Hi Chris, (inline)
On 17/08/11 21:12, David Lutterkort wrote:
On Wed, 2011-08-17 at 09:57 -0400, Chris Lalancette wrote:
Hey Marios,
I know this is several months out of date, but I was just doing some
testing on the blob creation stuff and noticing that my libdeltacloud tests
were failing. I traced it down to the fact that the blob_id parameter changed
from param[:blob_id] to param[:blob] when you added the streaming stuff to
blobs.
Yes thats right. Initially we had one operation for creating blobs:
POST /api/buckets/:bucket
and this accepted (amongst others) the 'blob_id' parameter to define the
name of the blob
Then, in order to implement streaming PUT through deltacloud I added:
PUT /api/buckets/:bucket/:blob
The name change for the parameter was, I can only guess, some attempt to
maintain consistency (i.e. 'blob' over 'blob_id') though in hindsight
was not really necessary. Your suggested patch:
post "#{Sinatra::UrlForHelper::DEFAULT_URI_PREFIX}/buckets/:bucket" do
bucket_id = params[:bucket]
- blob_id = params['blob']
+ blob_id = params['blob'] || params['blob_id']
seems fine to me in that it won't break anything. If it maintains
compatibility with your stuff then I personally have no objection to
making this addition. More on PUT vs POST below
I think it's another case where the code does somehing special for the
HTML UI - the official API for creating a new blob is
PUT /api/buckets/:bucket/:blob; looking at this now, it seems strange
that we have two different ways to create blobs, and I am wondering if
we shouldn't drop the PUT, and only use POST for everything.
Yes, we have two methods for creating blobs: POST
(http://incubator.apache.org/deltacloud/api#h4_3_8) and PUT
(http://incubator.apache.org/deltacloud/api#h4_3_7).

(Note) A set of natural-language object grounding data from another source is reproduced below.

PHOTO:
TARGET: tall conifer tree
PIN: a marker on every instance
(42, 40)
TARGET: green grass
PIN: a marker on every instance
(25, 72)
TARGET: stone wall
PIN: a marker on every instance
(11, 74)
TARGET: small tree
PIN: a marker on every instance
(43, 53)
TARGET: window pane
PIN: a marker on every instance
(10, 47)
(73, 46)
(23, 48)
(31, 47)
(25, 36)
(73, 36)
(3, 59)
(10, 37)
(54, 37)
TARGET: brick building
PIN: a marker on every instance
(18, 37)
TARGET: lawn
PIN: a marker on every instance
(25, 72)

The POST method is non-streaming:
client ---TEMP_FILE---> deltacloud ---STREAM---> provider
i.e., the client sends the blob to deltacloud, which receives the entire
request and creates a temp_file for the blob data, and then streams this
to the provider.
The PUT operation is streaming:
client ---STREAM---> deltacloud ---STREAM---> provider
i.e., the client sends the blob to deltacloud, which does not wait to
receive the entire request and instead starts streaming the blob data to
the provider as this is received.
Now, in order to create a blob on a given cloud provider service, you
invariably must specify the content_length of the blob. For a PUT
operation, the content_length is exactly as defined by the sending
client in the PUT to deltacloud. Thus, we can take that content_length
and start sending the data to the provider as we are receiving it.

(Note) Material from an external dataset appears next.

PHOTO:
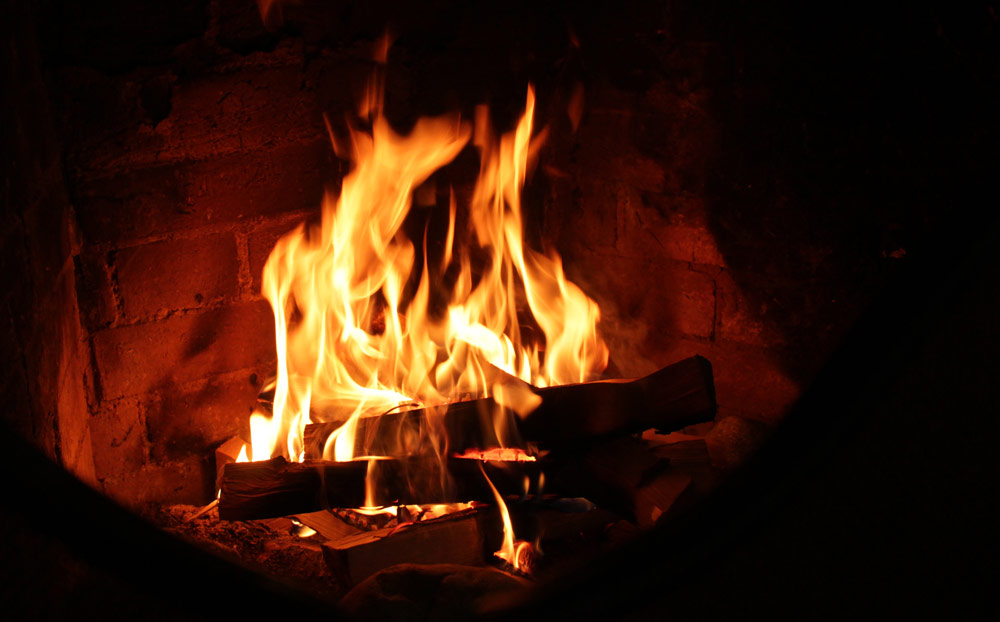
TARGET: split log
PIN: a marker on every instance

However, for a POST operation, the content_length of the blob is not
what is sent for the client POST operation to deltacloud, due to the
presence of the multipart/form-data boundary, which will vary depending
on the sending client. It became very messy/difficult to try and parse
the boundary and 'guess' the content length of the blob in order to
start streaming, which is why we decided to go with PUT. In fact, the
cloud providers themselves (EC2, rackspace, Azure) use PUT operations to
create blobs (with POST supported as an alternative).

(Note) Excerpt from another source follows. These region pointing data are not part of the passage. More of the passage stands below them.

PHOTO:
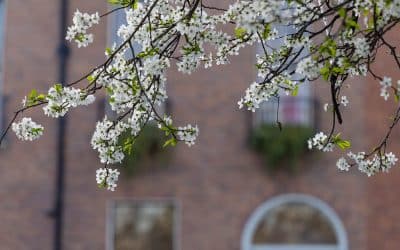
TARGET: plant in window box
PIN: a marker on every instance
(146, 150)
(281, 148)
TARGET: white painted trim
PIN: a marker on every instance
(295, 247)
(2, 62)
(257, 215)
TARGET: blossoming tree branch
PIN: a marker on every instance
(331, 41)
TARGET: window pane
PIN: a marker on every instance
(294, 223)
(144, 226)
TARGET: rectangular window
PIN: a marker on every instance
(115, 20)
(143, 225)
(293, 110)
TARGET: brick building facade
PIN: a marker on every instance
(215, 187)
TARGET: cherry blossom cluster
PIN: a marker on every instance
(321, 142)
(107, 178)
(368, 165)
(78, 31)
(27, 130)
(60, 99)
(301, 41)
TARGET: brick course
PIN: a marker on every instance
(218, 182)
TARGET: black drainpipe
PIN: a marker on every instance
(63, 53)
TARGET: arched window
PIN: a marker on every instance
(294, 222)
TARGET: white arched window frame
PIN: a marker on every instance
(257, 216)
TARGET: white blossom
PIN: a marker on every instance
(107, 177)
(27, 130)
(78, 31)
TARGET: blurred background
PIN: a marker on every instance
(244, 185)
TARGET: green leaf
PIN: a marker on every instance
(240, 32)
(267, 31)
(90, 78)
(114, 2)
(170, 142)
(343, 144)
(295, 91)
(342, 12)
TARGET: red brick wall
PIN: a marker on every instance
(218, 182)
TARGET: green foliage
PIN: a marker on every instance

Thus, we have both POST (non streaming, only to support HTML forms and
the web browser interface) and PUT (streaming). If we want to remove one
of those methods then I would definitely vote to remove POST since imho
the streaming functionality for creating blobs is absolutely necessary
for 'real world' use. Forcing deltacloud to buffer all blob objects
before sending them on to the provider is obviously not very useful.
marios
David